I had to drive on a similar hill as a teen, with my father and brother in the wagon catching the bales and stacking them. When I got to the last (steepest) circuit, the wagon tipped over sideways, despite the fact that I was creeping at a very slow pace and took the turn as carefully as I could. I can remember looking back in horror as it toppled sideways, bales and family members going helter-skelter. The tractor chose that moment to short-circuit the horn? Somehow? So it started blaring endlessly.
It was like a slow-motion scene from the Hulk. My father, who had been completely buried in hay, rose up out of it ROARING with rage. He stomped up to the tractor and smacked something on it Very Hard. The horn stopped instantly. I had the serene calm one feels when death is at hand.
Then he quelled himself somehow, and told me that it wasn't my fault; the slope was simply too steep for the top-heavy wagon. There was nothing I could have done differently. My brother, who would have been around 10 at the time, emerged from the hay somewhat less dramatically. I wanted to faint, but couldn't quite manage it.

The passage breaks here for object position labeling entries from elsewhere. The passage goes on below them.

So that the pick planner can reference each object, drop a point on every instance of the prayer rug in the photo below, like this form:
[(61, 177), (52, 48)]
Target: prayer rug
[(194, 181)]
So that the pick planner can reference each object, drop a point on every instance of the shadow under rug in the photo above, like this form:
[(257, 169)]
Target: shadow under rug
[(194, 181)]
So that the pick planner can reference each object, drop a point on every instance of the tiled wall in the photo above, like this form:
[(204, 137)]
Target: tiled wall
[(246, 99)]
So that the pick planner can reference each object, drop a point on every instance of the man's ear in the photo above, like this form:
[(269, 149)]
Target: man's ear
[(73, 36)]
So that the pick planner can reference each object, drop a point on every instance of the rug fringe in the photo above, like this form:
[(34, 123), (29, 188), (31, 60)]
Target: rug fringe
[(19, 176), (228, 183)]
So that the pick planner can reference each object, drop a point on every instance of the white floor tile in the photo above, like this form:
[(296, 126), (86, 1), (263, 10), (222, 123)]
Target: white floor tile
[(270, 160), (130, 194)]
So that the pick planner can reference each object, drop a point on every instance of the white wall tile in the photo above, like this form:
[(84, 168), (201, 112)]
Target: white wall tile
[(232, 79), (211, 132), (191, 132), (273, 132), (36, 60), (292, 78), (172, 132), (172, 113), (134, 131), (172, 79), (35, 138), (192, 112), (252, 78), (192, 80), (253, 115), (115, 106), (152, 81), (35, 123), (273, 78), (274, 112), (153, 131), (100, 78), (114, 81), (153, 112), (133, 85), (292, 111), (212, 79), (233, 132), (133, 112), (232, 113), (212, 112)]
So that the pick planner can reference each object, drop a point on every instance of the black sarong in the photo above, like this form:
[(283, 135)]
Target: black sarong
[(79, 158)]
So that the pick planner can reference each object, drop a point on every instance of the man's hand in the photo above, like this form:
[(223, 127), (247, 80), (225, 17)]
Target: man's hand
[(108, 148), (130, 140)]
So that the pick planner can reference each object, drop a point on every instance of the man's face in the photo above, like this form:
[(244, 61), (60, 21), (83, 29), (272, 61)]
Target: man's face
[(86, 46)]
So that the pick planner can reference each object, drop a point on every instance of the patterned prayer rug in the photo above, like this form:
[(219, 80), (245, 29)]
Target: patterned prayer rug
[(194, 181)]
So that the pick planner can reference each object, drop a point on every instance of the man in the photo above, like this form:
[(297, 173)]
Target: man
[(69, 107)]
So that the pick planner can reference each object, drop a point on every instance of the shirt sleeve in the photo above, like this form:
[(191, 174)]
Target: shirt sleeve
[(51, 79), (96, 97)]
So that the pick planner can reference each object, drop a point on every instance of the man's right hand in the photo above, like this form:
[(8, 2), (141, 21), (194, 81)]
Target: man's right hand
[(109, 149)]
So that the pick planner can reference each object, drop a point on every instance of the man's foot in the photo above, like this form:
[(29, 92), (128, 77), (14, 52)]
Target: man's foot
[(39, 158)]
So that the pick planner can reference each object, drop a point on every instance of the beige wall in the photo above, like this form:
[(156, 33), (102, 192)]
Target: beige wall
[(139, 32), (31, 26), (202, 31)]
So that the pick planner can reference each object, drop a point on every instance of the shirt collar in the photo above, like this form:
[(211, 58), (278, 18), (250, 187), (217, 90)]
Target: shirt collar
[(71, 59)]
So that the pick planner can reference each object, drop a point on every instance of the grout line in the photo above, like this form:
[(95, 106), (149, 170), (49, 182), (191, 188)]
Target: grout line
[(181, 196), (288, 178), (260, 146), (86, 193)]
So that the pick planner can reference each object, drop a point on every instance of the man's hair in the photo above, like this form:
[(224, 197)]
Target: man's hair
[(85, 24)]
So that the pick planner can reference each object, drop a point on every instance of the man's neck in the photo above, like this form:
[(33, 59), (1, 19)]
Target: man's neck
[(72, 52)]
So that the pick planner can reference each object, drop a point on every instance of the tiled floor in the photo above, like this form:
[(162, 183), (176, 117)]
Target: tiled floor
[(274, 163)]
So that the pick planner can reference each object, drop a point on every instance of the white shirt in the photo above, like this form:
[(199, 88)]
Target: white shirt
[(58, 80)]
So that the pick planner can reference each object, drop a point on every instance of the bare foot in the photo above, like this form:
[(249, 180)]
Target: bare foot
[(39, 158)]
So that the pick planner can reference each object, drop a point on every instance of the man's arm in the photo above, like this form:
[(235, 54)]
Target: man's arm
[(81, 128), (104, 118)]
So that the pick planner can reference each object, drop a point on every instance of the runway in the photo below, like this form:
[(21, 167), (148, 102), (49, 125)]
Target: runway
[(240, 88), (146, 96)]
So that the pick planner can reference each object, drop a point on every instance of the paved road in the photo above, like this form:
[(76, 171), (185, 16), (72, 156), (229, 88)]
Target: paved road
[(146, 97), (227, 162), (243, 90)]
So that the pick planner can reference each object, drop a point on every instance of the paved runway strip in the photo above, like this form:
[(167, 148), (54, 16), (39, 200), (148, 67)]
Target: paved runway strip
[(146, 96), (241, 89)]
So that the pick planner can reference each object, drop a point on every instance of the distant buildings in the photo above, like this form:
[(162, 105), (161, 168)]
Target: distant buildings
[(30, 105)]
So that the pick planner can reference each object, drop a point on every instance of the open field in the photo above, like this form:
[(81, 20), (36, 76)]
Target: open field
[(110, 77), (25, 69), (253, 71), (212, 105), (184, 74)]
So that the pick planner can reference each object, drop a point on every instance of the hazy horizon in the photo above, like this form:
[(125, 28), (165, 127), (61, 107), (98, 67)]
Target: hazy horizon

Making hay. It's an experience. Have literally NO IDEA how that man lived to be 83 years old. He did stuff like that all the time.
Ooh, I have another good story about haying this field in particular. See in the first photo how the slope is gentle, then it gets steeper? Well. This woman:
- belonged to our neighbors, but decided she preferred to live in our field and
- the combined efforts of both dads were unable to keep her from just crashing through the fence and going wherever she damned well wanted and
- both moms got together and decided to call a halt to the carnage and just let her be our Honored Guest
- Plus she was the prettiest, sweetest pet ever (as long as she got her way all the time) and a good milk cow
Being the only milk cow in a herd of beef cattle meant that she got Privileges (she assumed they were entitlements) and also got milked by hand instead of a machine. One day my father was making round bales in that field. She watched for a while, and then decided to have some fun. She approached one of the 1000-pound (455 kilo) bales and started 'shadow boxing' it. Lowered her head, brandished imaginary horns and went after it like a rodeo bull. It rocked a bit, then rolled a few feet, then
woooOOOOOAAAAAAGH down over the slope it went, picking up speed all the way. She watched, entranced. Best. Toy. Ever!! and started on a second one. About the time she got the second one rocking and rolling, the tractor's trajectory came around so that my father could see what she was doing.
Roaringwithrage.mp4
He had to confine the bovine. Then fix the fence at the bottom of the hill that had been flattened Looney-Tunes style. The rest of us were snickering for months. I mean.
Ah. Making hay looks so much more fun when I'm wearing layers of sweaters and trying to cope with temps way below freezing outside.